Нет, ничего плохого в этом не было. Агрессоры, завоеватели так себя не ведут. Мы не были агрессорами. Мы действительно пришли им на помощь.
Стоп. Вот тут-то в моих рассуждениях наступал тупик. Мы пришли им на помощь. И Тараки просил, чтобы вошли наши войска, и Амин умолял. А уж Кармаль – нынешний вождь – этот, кажется, и дня не продержится без опоры на советские штыки. Но почему? Отчего случилось так, что революция, совершенная во благо народа, нуждается в поддержке чужой армии? Отчего только крупные города, центры провинций, контролируются властью, а вся остальная страна под «душманами». Выходит, народу революция не нужна? Выходит, народ против прогресса? Стоп, стоп. Чепуха какая-то. Ведь нам с юных лет твердили, что народ является движущей силой исторического процесса. Что рабочие и крестьяне – это самый передовой, самый революционный класс. Их только зажечь! В Афганистане прогрессивно настроенные офицеры и интеллигенты начали демократическую революцию. Зажгли. Но отчего их не поддержали широкие народные массы? Не поддержали – это еще мягко сказано. Я хоть и недавно здесь, но уже убедился в том, что широким массам эта революция до фени. Даже моих коллег из молодежной революционной газеты невозможно уговорить поехать на фронт.
Почему же так мало желающих защищать революцию?
Непонятно. Надо разбираться. Много непонятного.
Разбирался. Колесил по стране. Встречался с разными людьми. Разговаривал. Анализировал. Учился думать.
Непростой это был процесс. Порой мучительный. Ведь кем все мы были? Мы были – специалисты с высшим образованием. То есть каждый из нас окончил университет или институт, прочитал какое-то количество книг, получил диплом. Но это вовсе не означало, что мы умели самостоятельно думать. Вся система советской жизни – от детского сада до старости – была построена таким образом, что человек становился пленником определенных догм, жестких стереотипов, которые, как прутья стальной клетки, не давали воли сознанию. Социализм – лучшая социальная система из существующих на земле. Капитализм агрессивен по своей сути и обречен на неминуемую и скорую гибель. Марксизм-ленинизм – всепобеждающее учение. Кто не с нами – тот против нас.
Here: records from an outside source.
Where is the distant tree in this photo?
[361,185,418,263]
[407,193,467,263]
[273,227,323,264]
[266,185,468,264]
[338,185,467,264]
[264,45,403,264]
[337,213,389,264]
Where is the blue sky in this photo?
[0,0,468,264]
Думай, парень, думай. Тебе выпал шанс разобраться и в своей жизни, и в том, что происходит вокруг. Не упусти этот шанс.
Просыпаешься обычно не от пальбы, а за мгновение до ее начала. Какой-то сердечный толчок сразу будит тебя, приводит в состояние тревоги. Правая рука инстинктивно тянется к изголовью кровати, где под подушкой с вечера оставлен пистолет.
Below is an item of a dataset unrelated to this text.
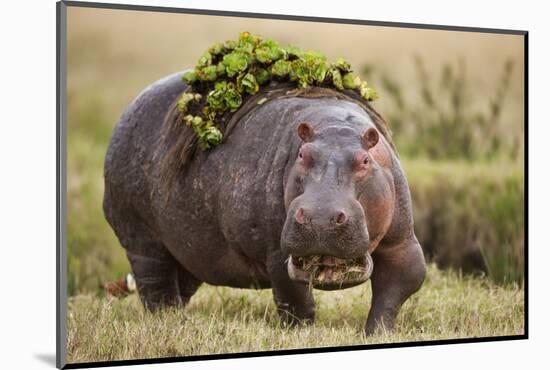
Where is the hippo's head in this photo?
[281,123,379,290]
Прямо под окнами отеля затевается бой: сначала выстрелы редкие, неуверенные, потом вступает башенный крупнокалиберный пулемет бэтээра, потом кто-то из соседей поддает с балкона автоматного огня. И понеслось… Рядом с подъездом расположен минометный расчет – эти тоже не упустят случая ответить на обстрел из своего ствола. Чудная получается ночь.
Я в Герате – древнем городе на западе Афганистана, известном своими историческими памятниками, старой соборной мечетью и искусными изделиями местных ремесленников. Впрочем, с недавних пор Герат еще и печально прославился мятежом, вспыхнувшим в расквартированной здесь 17-й пехотной дивизии правительственных войск. Восстание жестоко подавили, а оставшиеся в живых мятежники с оружием в руках ушли к душманам, которых и без того много водилось вокруг города. С тех пор эти края считаются самыми неспокойными в Афганистане. Только с восхода солнца и до полудня Герат более или менее контролируется властью, потом здесь хозяйничают бандиты.
Моя кровать расположена вровень с окном. И хотя оно до половины заложено мешками с песком, все равно при обстреле становится страшновато, и я привычно соскальзываю на пол. В это время на соседней кровати у стены просыпается мой старший коллега фотокорреспондент Георгий Борисович Надеждин. Ночь уже в клочья разорвана бешеной перестрелкой, снаружи истошно кричат и матерятся наши защитники, а Надеждин словно оглох или спятил.
– Опять ты свои носки забыл постирать, – ворчливо выговаривает он мне. – В этом климате носки лучше стирать каждый день.
Ветеран советской фотожурналистики лежа закуривает сигарету и удовлетворенно обещает:
– Ну, ничего, я из тебя сделаю человека.
– Сделаешь, – охотно соглашаюсь я. – Если до утра доживешь.